Football’s silly season is nearly upon us.

With advent calendar doors beginning to open it won't be long before the dreaded January transfer window does the same. Already questions are being tabled about how much money Norwich City will have burning a hole in their yellow and green pocket when 2020 begins.

If previous bitter Premier League experience has taught Canary fans anything it should be that relying on a fruitful January to save a season is a dangerous ploy.

While transfer speculation can be fun to follow and a carefully selected new signing can make a huge difference during the run-in it might just be that the real saviours are already at the club.

Daniel Farke's ability to get the best out of the talent at his disposal and the uncanny knack he has of improving players could prove far more valuable than any business the club might be able to stretch to when that window re-opens.

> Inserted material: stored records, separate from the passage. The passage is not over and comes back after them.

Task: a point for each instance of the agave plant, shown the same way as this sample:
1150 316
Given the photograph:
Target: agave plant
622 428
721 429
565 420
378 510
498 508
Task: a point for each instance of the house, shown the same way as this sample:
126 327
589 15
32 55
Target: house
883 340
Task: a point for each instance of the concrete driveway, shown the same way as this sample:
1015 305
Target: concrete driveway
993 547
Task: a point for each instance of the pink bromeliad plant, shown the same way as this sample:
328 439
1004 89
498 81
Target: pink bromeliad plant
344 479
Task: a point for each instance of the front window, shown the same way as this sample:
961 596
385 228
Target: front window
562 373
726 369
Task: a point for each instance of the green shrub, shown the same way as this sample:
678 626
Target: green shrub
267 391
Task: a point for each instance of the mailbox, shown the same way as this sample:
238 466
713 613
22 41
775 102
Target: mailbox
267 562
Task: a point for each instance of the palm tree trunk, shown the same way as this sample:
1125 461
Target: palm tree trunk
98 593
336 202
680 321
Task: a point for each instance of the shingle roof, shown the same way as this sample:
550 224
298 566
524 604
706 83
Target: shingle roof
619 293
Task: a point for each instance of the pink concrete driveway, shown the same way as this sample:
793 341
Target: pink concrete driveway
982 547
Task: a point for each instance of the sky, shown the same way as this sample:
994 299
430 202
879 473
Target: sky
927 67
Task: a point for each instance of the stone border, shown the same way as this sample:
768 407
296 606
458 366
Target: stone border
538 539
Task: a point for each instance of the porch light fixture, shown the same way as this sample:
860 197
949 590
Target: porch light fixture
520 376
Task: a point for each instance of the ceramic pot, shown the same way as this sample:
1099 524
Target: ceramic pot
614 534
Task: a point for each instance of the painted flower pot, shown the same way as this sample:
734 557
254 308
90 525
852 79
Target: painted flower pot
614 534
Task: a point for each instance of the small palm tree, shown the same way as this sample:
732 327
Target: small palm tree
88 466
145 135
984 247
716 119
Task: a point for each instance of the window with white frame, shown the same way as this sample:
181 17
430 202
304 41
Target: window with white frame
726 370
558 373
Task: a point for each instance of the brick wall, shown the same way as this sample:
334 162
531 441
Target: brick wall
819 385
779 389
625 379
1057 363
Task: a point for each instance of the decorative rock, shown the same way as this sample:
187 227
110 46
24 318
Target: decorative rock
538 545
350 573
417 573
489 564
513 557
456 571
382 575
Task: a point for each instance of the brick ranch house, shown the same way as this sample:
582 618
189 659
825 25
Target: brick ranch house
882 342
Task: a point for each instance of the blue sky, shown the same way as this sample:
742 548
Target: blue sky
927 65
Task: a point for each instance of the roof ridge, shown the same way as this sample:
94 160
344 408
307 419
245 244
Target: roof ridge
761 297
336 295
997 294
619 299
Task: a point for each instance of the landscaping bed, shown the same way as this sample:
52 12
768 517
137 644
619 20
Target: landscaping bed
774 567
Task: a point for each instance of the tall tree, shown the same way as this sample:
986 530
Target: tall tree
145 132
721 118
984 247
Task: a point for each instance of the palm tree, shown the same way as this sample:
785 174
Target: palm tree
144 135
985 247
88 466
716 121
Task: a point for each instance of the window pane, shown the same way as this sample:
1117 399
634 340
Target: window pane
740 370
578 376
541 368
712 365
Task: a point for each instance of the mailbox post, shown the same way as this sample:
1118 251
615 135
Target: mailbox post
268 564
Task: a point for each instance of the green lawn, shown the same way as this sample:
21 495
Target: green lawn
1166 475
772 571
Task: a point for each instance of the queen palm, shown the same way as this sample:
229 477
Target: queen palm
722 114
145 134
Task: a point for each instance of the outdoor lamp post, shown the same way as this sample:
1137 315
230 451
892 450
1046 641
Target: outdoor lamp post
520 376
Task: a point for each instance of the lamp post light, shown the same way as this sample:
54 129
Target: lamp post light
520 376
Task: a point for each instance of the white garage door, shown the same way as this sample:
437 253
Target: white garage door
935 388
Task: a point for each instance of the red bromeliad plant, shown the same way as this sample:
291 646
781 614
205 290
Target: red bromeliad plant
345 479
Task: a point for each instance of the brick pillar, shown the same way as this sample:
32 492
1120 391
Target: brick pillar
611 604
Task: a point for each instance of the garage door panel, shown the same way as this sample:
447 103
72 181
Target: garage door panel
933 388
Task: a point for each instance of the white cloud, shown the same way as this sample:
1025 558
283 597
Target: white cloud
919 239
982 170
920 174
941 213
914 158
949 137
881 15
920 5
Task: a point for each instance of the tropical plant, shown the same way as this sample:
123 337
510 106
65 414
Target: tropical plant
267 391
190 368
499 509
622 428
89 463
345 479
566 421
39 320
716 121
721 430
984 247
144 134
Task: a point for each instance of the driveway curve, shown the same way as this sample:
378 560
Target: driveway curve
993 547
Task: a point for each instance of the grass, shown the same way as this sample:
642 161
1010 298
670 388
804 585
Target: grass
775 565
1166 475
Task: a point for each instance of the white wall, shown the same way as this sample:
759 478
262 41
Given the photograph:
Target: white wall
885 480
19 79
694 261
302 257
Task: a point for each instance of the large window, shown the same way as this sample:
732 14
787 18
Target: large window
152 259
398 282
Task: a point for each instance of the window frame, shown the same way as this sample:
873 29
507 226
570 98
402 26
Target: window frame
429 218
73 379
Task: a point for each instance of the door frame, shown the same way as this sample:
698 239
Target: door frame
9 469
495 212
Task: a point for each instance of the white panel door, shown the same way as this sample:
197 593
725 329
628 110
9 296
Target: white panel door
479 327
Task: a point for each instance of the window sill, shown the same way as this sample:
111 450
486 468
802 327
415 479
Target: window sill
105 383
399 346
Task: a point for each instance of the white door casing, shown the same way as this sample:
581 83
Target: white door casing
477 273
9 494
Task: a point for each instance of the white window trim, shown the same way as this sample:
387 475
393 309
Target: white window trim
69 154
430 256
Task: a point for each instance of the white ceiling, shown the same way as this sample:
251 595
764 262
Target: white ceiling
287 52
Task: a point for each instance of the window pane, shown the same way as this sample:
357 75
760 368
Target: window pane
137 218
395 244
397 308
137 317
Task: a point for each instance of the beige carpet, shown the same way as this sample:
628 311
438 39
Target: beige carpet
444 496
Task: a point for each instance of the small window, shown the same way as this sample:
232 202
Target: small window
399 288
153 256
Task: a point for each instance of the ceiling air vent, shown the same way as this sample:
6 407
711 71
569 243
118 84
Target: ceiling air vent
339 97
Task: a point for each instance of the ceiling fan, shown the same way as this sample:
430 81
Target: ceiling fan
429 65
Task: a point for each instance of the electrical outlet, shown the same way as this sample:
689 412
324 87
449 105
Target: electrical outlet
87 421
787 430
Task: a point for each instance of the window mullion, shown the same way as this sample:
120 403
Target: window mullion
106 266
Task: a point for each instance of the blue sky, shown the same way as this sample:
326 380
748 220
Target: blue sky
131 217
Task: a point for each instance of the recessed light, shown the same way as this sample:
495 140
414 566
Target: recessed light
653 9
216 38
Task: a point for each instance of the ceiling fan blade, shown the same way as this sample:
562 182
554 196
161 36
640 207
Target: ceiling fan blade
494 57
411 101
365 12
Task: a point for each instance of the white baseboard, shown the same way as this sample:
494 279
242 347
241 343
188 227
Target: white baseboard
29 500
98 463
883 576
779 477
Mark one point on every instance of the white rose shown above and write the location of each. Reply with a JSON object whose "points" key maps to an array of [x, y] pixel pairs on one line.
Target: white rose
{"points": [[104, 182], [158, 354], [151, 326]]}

Todd Cantwell's gloriously taken strike against Arsenal underlined the perfect case in point. The Dereham Deco, as Chris Sutton recently christened him, started just 18 of City's matches in the Championship last season.

There were some useful cameos and impressive displays but promotion tends to mean that promising youngsters find themselves replaced by more experienced imports.

When Patrick Roberts arrived on loan from Manchester City it seemed that Cantwell may be about to slip further down the pecking order.

The 21-year old was on the wrong end of some harsh criticism from a section of supporters during a nervy run-in to last season when his main shortcoming seemed to be that he wasn't Emi Buendia. Cantwell deputised for the Argentinian when he was suspended for draws against Reading and Wigan back in April.

Anyone who saw Norwich in pre-season could not fail to notice that the 2019/20 version of Todd Cantwell had turned up like a man possessed. Here was a player desperate not to let the chance of being a Premier League footballer for his boyhood club slip through his fingers.

MORE: City interested in AC Milan midfielderFarke has always been keen to reward players who put in the hard yards, regardless of their reputations.

His decisions to bring Max Aarons, Jamal Lewis and Ben Godfrey into his starting XI at particularly testing times for the club had shown that he was one head coach for whom giving a chance to academy talent was a genuine ambition rather than a lip-service quote for trotting out at fans' forums and when questioned by shareholders at AGMs.

That confidence has been handsomely rewarded. Cantwell is compiling an impressive portfolio of Premier League goals with Arsenal joining Chelsea, Manchester City and Everton on his list of victims.

He is on the way to becoming a household name outside Norfolk and, while Farke will not allow his young charge to be swept away by his own publicity, he will be thrilled by how much a player who only started his first league game for the club 15 months ago has kicked on.

Few would have predicted that Cantwell would make such a consistent contribution to the Canary cause this season.

He will need to keep it up though. The merciful easing of City's injury crisis means that Farke is now blessed with options in most areas of his team. While the return of Christoph Zimmermann, a proper central defender, has helped give the team a more comfortable and balanced look the extra competition for places must be having a psychological effect on those who are currently in the first eleven.

With a bench that now includes Buendia, Stiepermann and Vrancic, three of the stars of the promotion season, and Moritz Leitner unable to force his way into the match day squad it's clear that any new signing that does arrive in January will have to hit the ground running to have a chance of playing his way into the team before May.